Blakely cleared his throat. “We think it’ll fade after a while, especially as Holt and I get farther and farther away from you.” His deep voice had a hollow tone and Sadie could feel his regret and sorrow loud and clear at the back of her mind.
“Oh.” She turned to go, where she wasn’t sure, maybe back to bed or to look up reconstructive surgeons in the Io web-pages online. She knew exactly what Aunt Minnie would say when she saw her niece’s horribly scarred face. She would say it was all Sadie’s fault for going off on such a crazy, immoral mission in the first place instead of staying home and marrying that nice Gerald.
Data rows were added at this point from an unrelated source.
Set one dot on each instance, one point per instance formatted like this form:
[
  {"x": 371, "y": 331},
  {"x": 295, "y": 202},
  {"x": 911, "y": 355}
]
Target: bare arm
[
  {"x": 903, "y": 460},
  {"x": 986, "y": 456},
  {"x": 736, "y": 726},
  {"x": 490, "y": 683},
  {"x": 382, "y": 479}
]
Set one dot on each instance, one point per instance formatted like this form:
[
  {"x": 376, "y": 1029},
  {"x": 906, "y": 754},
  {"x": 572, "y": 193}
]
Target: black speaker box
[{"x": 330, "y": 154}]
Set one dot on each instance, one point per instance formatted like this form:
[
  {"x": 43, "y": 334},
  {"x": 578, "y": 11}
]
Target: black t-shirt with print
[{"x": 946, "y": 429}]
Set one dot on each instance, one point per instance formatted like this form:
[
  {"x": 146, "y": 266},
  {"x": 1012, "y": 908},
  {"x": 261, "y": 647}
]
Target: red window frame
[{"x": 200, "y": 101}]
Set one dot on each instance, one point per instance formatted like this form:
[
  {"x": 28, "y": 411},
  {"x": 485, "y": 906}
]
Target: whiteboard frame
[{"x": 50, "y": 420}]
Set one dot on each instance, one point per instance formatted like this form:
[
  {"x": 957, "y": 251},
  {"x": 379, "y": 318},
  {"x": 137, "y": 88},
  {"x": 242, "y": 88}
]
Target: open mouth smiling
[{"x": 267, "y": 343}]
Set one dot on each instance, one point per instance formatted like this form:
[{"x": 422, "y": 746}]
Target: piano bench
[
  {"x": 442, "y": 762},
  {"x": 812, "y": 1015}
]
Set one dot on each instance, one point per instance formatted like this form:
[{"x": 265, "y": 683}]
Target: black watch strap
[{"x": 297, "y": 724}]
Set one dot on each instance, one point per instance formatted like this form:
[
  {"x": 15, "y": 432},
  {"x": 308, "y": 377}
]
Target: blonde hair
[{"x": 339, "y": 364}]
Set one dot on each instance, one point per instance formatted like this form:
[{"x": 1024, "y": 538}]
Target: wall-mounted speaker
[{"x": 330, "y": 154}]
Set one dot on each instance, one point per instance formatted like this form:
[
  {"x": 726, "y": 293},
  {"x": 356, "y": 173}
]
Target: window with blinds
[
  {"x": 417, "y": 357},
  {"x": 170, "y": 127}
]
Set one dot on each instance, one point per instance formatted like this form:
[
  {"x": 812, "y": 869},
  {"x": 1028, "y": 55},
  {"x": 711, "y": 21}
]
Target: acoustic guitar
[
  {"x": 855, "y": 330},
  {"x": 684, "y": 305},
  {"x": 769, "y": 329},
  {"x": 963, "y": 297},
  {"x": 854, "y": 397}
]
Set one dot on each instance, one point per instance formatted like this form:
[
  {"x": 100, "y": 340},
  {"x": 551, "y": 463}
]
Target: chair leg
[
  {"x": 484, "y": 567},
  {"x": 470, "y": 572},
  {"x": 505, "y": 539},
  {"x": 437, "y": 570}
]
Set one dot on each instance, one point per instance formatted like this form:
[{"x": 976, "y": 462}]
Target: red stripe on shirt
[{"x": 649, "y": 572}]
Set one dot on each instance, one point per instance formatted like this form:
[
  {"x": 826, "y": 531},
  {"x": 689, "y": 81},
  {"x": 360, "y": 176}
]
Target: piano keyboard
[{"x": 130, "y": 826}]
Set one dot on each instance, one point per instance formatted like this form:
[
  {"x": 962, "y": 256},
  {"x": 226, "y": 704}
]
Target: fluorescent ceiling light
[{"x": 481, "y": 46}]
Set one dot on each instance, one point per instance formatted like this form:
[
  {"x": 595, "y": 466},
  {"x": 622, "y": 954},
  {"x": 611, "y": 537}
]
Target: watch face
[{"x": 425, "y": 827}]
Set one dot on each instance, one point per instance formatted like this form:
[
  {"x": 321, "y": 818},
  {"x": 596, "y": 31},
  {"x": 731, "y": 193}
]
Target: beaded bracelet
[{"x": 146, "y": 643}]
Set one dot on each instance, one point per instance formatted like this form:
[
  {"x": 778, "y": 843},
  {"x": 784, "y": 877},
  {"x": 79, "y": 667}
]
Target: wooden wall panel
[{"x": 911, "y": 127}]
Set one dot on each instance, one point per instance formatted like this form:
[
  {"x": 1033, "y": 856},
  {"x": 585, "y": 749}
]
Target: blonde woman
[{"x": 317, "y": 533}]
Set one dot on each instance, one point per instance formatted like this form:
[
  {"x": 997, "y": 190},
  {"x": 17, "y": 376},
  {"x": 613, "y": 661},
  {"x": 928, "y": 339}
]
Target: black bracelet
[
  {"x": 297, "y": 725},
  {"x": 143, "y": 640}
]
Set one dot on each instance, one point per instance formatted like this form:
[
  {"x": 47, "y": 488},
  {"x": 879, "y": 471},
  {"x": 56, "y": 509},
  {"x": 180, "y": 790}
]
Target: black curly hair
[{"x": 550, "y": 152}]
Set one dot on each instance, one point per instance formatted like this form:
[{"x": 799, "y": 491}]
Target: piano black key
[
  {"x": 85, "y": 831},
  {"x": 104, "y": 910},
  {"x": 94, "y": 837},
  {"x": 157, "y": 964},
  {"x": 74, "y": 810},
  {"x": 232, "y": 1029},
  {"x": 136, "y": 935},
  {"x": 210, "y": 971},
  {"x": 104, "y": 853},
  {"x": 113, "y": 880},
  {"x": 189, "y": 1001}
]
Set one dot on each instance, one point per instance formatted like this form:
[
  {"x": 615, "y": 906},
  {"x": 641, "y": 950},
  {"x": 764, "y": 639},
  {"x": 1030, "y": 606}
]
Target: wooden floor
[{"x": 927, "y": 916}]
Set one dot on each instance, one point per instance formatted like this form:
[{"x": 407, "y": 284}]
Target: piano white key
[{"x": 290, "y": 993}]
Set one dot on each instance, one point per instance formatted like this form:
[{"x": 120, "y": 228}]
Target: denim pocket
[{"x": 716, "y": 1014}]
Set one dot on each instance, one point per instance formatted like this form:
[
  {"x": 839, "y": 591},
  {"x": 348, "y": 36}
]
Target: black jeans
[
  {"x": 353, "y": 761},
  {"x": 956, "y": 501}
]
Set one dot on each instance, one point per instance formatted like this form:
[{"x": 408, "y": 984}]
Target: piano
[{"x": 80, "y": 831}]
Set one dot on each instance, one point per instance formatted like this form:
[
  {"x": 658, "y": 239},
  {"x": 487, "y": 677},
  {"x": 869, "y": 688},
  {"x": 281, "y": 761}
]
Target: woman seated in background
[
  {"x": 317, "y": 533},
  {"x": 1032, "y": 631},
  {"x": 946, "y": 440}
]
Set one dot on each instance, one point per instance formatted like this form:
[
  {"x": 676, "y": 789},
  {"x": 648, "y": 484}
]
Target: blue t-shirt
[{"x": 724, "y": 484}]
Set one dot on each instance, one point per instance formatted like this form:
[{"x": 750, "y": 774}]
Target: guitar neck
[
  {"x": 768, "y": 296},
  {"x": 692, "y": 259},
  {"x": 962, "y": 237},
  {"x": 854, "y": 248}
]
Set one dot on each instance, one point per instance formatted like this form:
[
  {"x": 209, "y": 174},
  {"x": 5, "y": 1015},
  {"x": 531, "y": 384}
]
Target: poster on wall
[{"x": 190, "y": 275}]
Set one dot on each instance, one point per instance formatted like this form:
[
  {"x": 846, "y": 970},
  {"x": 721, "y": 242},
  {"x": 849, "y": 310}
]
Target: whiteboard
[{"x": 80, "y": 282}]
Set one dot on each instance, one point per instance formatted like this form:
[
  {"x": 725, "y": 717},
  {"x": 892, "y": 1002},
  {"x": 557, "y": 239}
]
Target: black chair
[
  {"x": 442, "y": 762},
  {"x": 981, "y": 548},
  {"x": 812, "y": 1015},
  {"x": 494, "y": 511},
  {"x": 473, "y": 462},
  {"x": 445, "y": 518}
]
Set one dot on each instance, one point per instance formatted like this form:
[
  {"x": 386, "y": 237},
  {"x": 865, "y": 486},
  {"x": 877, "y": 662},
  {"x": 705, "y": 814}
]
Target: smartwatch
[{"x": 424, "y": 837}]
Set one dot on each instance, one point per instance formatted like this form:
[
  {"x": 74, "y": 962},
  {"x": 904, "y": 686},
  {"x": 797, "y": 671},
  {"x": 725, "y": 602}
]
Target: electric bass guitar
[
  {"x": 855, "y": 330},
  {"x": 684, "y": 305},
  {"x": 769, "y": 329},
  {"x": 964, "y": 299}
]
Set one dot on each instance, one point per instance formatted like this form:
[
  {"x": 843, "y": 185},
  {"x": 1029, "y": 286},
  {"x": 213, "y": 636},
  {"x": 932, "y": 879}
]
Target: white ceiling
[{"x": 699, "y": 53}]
A large part of Sadie was inclined to agree with that; she was only getting what she deserved for the way she’d been acting lately.
“You don’t deserve any of this.” Holt’s voice was a little ragged and he grabbed her arm to keep her from leaving the fresher “Sadie, please stop being so hard on yourself.”
“How…?” She looked at Holt blankly and then remembered the bond. They must be feeling her guilt and who knew what else through it.
“Besides,” Holt continued roughly. “It doesn’t have to be this way. You don’t have to go back to Io by yourself. You can come with us to Old Earth…”
“Holt,” she said as gently as she could. “You know I can’t. I’m sorry.”
Blakely let out a sigh. “Yeah, we know but Holt couldn’t help askin’, kid.”
“At the very least, though, you don’t have to go back with a scar,” Holt persisted. He ran a large hand through his pale golden hair, making it into a nimbus of light around his head. “Let us…let us heal you, Sadie. One last time,” he pleaded softly.
“Heal me?” For some reason it hadn’t even occurred to her, although now that she thought about it, she knew it was possible.